開業後の経営を見据え、損益分岐点・収支分岐点を見出しながら経費計画を立てていき事業の根幹となるものですので、診療圏調査から予想される数字よりも収入を少なく、支出を多く見積もり、シビアな条件を設定することが重要です。シビアな条件での事業計画で黒字化出来るようであれば、実際に開業しても資金枯渇する可能性・追加融資を受ける可能性が低く、安心して開業を検討いただけると思います。
ポイントして、開業当初は患者数を少なく、診療報酬単価を低めに、融資は多めに設定します。
また、設備投資や固定費の導入は必要性を検討してから決定し、不要不急の投資は開業後に判断することもポイントです。
開業後の収益懸隔に関する知識を持たず、余裕を持って資金を備えておかないと、一時的にキャッシュフローが悪化した際に、強大なストレスにさらされてしまう可能性があります。
開業すると初月から家賃・光熱費・水道費・人件費・リース代・返済・雑費・その他費用等が掛かりますが、診療報酬が入金されるのは開業約2ヵ月後となりますので、一時的に無収入に近い状況がありますし、開業後数ヵ月赤字が続く可能性もあります。また、先生の個人支出(生活費・子供の学費・予期せぬ出費等)を考慮し、先生の収入を十分に確保することも重要ですので、余裕を持った運転資金を用意する必要があります。
初期投資(土地・建物・テナントに関する費用・内装工事費用・医療機器・備品等)に関しても、ある程度の余裕を持たせた計画が必要です。
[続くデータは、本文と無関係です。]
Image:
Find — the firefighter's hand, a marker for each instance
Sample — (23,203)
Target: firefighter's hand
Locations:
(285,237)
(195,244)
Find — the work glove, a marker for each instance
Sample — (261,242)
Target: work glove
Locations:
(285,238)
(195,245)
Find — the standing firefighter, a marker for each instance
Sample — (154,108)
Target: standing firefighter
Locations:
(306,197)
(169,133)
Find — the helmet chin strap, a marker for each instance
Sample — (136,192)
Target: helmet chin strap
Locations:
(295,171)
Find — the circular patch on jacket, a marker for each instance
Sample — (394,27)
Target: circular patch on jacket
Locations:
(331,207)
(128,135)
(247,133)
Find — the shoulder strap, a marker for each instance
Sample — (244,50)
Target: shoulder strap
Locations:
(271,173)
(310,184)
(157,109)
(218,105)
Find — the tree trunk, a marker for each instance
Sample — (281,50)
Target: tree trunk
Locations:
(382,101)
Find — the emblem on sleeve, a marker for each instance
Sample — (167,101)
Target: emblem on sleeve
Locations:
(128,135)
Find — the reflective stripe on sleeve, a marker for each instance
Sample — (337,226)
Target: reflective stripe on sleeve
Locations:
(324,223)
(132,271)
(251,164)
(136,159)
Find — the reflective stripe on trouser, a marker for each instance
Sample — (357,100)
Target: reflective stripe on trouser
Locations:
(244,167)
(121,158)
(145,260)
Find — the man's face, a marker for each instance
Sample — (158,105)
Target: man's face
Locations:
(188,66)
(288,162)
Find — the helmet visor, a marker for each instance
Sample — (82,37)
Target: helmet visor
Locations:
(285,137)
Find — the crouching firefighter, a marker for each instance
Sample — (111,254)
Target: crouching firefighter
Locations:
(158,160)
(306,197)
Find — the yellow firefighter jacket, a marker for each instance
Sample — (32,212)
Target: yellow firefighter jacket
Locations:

最後に、それらをバランスよく行えるかどうかを確認するため、シミュレーションを行います。
収支シミュレーション
先生のライフスタイルをお聞かせいただき、見込み患者数・診療報酬単価、建築・土地費用(テナントの場合家賃)、医療機器費用、人件費等を考慮し、必要な開業資金等も基にした収入予測・資金繰り計画を算出し、各費用の具体的な見積もり・見逃しやすいポイント・将来的な発展までのプランをコンサルタントさせていただくことで、予測と現実のギャップに先生が頭を悩ます可能性を抑えていきたいと思います。
支出は計画から大きく外れることはありませんが、
収入のあてが外れることは、たびたび発生します。
厳しめに設定するか、初めから、計画通りの患者さんが来院してくれないことを想定するなどして、
借り入れには、初期費用だけではなく運転資金も含めるなど、現実的な事業計画を立てることが大切です。